Sobre o sonho tecnológico, diz que “O hidrogénio, produzido a partir da hidrólise da água, é um gás renovável”. Costa e Silva sabe que a energia necessária para a hidrólise da água pode provir de qualquer fonte, renovável ou não, e apesar disso chama ao hidrogénio “gás renovável”. Pode eventualmente ser, mas considerando que o gás fóssil é transversal no plano e até que o autor explica o hidrogénio como gás para circular em gasodutos em conjunto com o gás “natural”, a nomenclatura “gases renováveis” toma formatos ridículos e entrevê-se só mais um plano para manter a produção de fósseis.

O Governo não tem qualquer plano que não seja fazer tudo o que as empresas já queriam. Ignorando olimpicamente os riscos, o plano é um colapso
“A única razão para não termos hoje um domínio maior da electricidade é porque ela não se pode armazenar a grande escala, à escala da rede. E é por isso que ainda temos o domínio do petróleo e gás, que se podem armazenar e consumir quando é necessário”, escreve.

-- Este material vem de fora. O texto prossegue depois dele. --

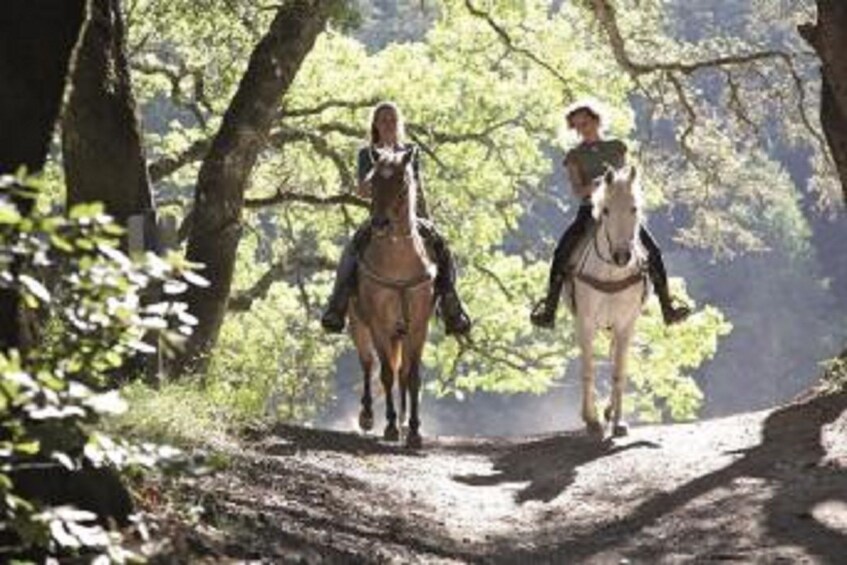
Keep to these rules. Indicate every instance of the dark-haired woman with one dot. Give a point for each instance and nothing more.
(586, 162)
(387, 131)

Costa e Silva pode ter aprendido isto no ensino da área petrolífera, enquanto geria na indústria petrolífera e provavelmente também será aquilo que ensina aos seus alunos. Apesar de bem elaborado, é errado. A razão pelo qual não se desenvolveram nas últimas sete a oito décadas alternativas eléctricas e energéticas a grande escala foi exactamente para garantir o domínio do petróleo e gás. Para garantir poder e o status quo global capitalista. A asfixia tecnológica levada a cabo pelas indústrias fósseis sobre alternativas energéticas explica-nos muito (talvez o principal) do porquê da crise climática não ser travada definitivamente, apesar de ser a maior ameaça alguma vez enfrentada pela humanidade. Também nos explica o porquê deste plano não ser só nocivamente banal como extremamente perigoso na sua banalidade: o capitalismo fóssil dirá tudo o que for preciso, pintar-se-á de que cor ache que lhe valha, contorcer-se-á sem restrições para continuar a acumular capital e expandir-se. Fá-lo-á instintivamente, irracionalmente, é a graduação dos óculos usados para ver o mundo, para viver no mundo. Sufocar qualquer alternativa real não é defeito, é feitio.

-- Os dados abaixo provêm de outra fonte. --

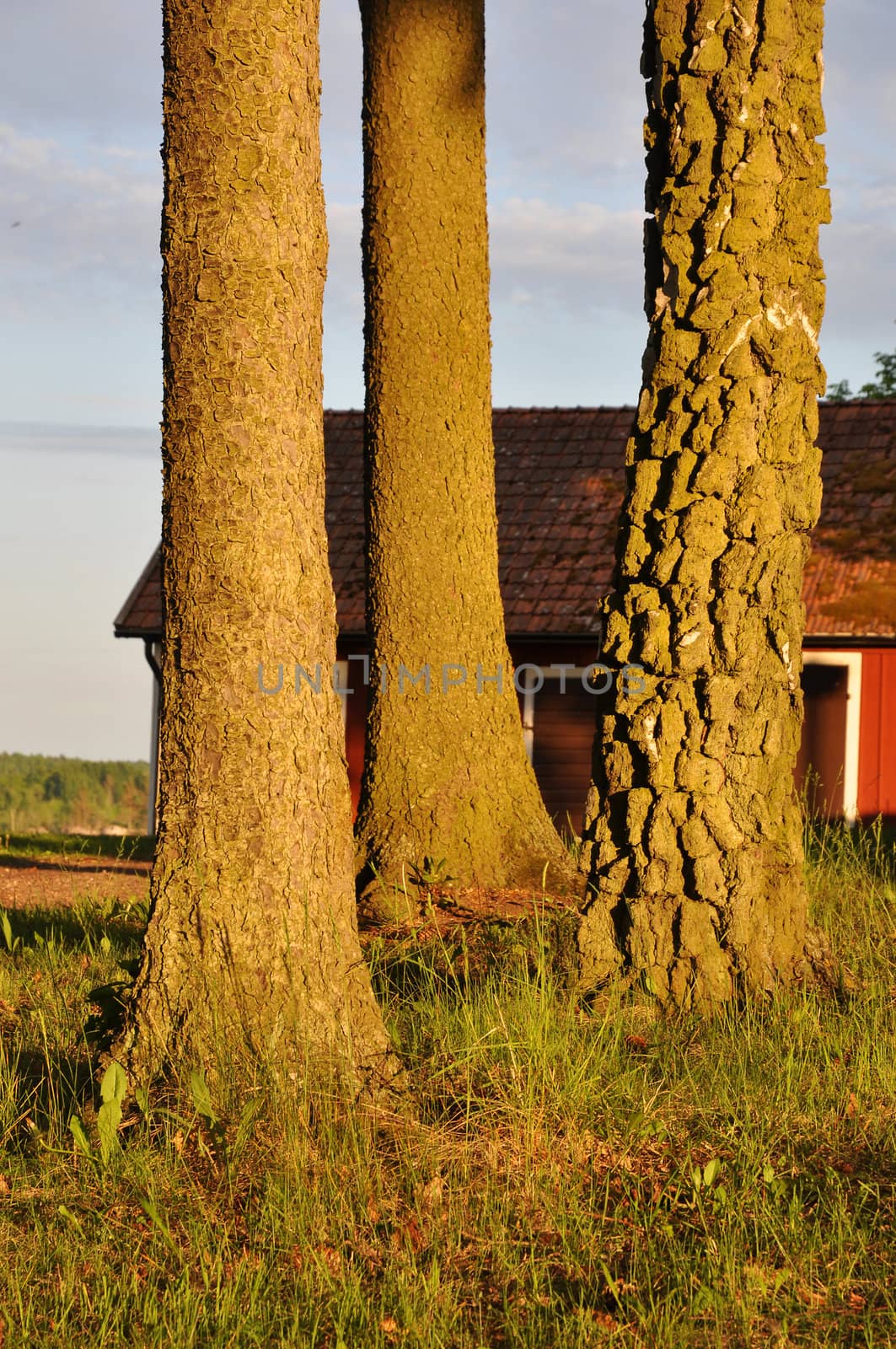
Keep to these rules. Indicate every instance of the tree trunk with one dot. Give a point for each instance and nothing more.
(446, 772)
(253, 935)
(696, 860)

António Costa e Silva deve ter-se sentido lisonjeado por ter-lhe sido proposta a responsabilidade de fazer um plano para a vida de milhões de pessoas durante uma década, mas foi uma prenda envenenada. Aceitá-la fez com que António Costa e Silva pagasse o teatro de António Costa: representar o pensamento de ponta de uma elite banal, ser o capitão banal no lugar do primeiro-ministro. Em outros momentos históricos, esta banalidade poderia ser suficiente ou até triunfante. Na crise climática, a banalidade, vertida em “realismo” tecnológico ou em “pragmatismo” político, é uma perigosa âncora que nos arrasta para o fundo. O Governo não tem qualquer plano que não seja fazer tudo o que as empresas já queriam. Ignorando olimpicamente os riscos, o plano é um colapso.